Lehman Brothers is forecasting that only three new liquefied natural gas (LNG) import terminals, out of a total of about 40 proposed terminals, will be built in North America by 2010 for a total of seven operating terminals, which will represent about 10% of U.S. gas supply compared to about 2.5% in 2003.

But that prediction may turn out to be too conservative because FERC already has approved a new LNG terminal in Louisiana, pipelines to two terminals in the Bahamas and granted preliminary approval to a terminal on the Texas Gulf Coast. Two offshore Louisiana terminals also have been approved by the Coast Guard, one of which is expected to enter service by the end of this year. Meanwhile three of the four existing LNG terminals have expansion plans that are supposed to add 2.3 Bcf/d of additional LNG sendout capacity over the next four years.

Nevertheless, over the past few months four proposed terminals have been rejected by local communities or governments in Harpswell and Cumberland, ME, in Eureka, CA, and in Baja California Norte, Mexico.

“Even though numerous terminals have been proposed, we believe those proposed in populated areas such as the East and West Coasts are unlikely to be built,” said Lehman Brothers analyst Thomas Driscoll. “The high netbacks available in consuming regions (e.g., the Northeast and California) may not be sufficient to overcome local political concerns.”

Since an explosion in January killed 25 workers at an Algerian LNG export terminal, concerns have grown substantially regarding the safety of LNG terminals, particularly near populated areas. There also have been concerns that terrorists could be transported to the United States aboard LNG tankers.

Driscoll also noted that there have been rumors of potential regulatory delays at the Federal Energy Regulatory Commission (FERC) because of the results of a recently sponsored report on LNG safety published by ABS Consulting. The report titled “Consequence Assessment Methods for Incidents Involving Releases from Liquefied Natural Gas Carriers” recommended techniques for modeling LNG spills. Rumors circulated that FERC might delay LNG certificates on as many as 13 pending LNG projects at least until the end of the year.

At a regular Commission meeting on Wednesday, FERC spokesman Bryan Lee wanted to make clear that the rumors simply were not true. He said comments on the safety report would not “unduly delay” the regulatory review on any of the projects.

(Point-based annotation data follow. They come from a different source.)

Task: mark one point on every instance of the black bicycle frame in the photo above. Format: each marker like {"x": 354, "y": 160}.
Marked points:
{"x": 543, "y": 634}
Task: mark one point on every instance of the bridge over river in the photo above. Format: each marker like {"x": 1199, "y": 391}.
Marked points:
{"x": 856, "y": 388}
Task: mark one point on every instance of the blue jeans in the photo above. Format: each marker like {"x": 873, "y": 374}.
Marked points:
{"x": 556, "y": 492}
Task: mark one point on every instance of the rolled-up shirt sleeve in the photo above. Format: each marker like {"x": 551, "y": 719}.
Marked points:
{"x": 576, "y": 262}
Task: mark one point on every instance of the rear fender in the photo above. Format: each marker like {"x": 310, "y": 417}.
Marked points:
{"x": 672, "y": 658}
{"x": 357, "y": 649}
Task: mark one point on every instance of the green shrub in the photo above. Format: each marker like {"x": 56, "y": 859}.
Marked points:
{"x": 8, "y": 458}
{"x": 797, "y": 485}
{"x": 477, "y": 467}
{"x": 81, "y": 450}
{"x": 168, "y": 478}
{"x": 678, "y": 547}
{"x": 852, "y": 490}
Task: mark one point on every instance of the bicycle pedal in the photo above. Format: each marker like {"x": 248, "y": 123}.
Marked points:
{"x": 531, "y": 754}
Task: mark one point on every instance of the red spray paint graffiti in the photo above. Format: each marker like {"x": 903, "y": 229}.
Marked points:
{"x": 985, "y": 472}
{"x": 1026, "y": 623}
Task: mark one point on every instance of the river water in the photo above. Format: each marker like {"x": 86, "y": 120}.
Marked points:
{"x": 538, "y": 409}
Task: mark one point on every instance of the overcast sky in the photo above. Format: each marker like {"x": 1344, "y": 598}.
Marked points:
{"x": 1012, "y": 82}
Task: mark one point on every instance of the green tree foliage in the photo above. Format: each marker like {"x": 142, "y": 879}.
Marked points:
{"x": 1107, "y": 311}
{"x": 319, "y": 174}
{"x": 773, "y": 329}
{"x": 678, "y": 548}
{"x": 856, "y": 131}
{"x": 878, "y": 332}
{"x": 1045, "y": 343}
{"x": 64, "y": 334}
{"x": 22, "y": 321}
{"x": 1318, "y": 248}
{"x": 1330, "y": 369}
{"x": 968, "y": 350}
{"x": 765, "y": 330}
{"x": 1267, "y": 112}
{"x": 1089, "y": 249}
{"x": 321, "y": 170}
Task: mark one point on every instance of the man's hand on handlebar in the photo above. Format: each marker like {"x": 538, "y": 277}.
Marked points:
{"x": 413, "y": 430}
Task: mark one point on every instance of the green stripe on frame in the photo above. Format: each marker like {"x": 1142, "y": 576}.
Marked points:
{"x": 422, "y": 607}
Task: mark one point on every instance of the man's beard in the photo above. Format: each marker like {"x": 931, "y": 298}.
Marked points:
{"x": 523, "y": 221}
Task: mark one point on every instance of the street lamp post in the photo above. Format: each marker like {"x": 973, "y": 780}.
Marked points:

Lehman Brothers sees the Gulf Coast, Baja California and eastern Canada as the most likely locations for new terminals to go forward for three reasons: Close proximity to pipelines and customers; close industrial markets and less potential for public opposition; and more locations that are remote from residential areas.

“The public, in many parts of the country, is uncomfortable living in close proximity to large industrial facilities, and safety fears — even if overblown — can find a perceptive audience,” Driscoll noted.

Driscoll said he expects only two new terminals to be on line in 2008. He sees a consensus developing that no more than six to 10 new terminals out of the 40 proposed will be built over the next 10-15 years. By 2015, Lehman Brothers expects a total of 10-14 import terminals to be operating.

Driscoll also has cut his short-term LNG forecast by 200-600 MMcf/d (2004-2007) because of “expected” expansion delays at Elba Island and the other terminals. No delays, however, have been announced. A total of 2,310 MMcf/d of incremental deliverability is proposed at three of the four existing LNG import terminals.

Dominion is planning to add 800 MMcf/d of deliverability by 2008 bringing its total sendout to 1.8 Bcf/d. But Lehman Brothers is assuming all of that new capacity won’t hit the market until 2010.

El Paso’s Elba Island terminal will add an incremental 540 MMcf/d in 2006 bringing its total to 1.2 Bcf/d. But Driscoll also has forecast a construction delay at Elba Island, saying the new capacity won’t enter the market until 2007. Southern Union’s Lake Charles terminal soon will begin a two-phase expansion that will add 970 MMcf/d of sendout by mid 2006, but Driscoll also has pushed back the expected completion of the second phase of the project to 2008.

As a result of the new terminals and the new deliverability being added to the existing Elba Island and Lake Charles LNG terminals, Lehman Brothers has raised its LNG supply forecast for 2008 by 8-10% to 3.9 Bcf/d.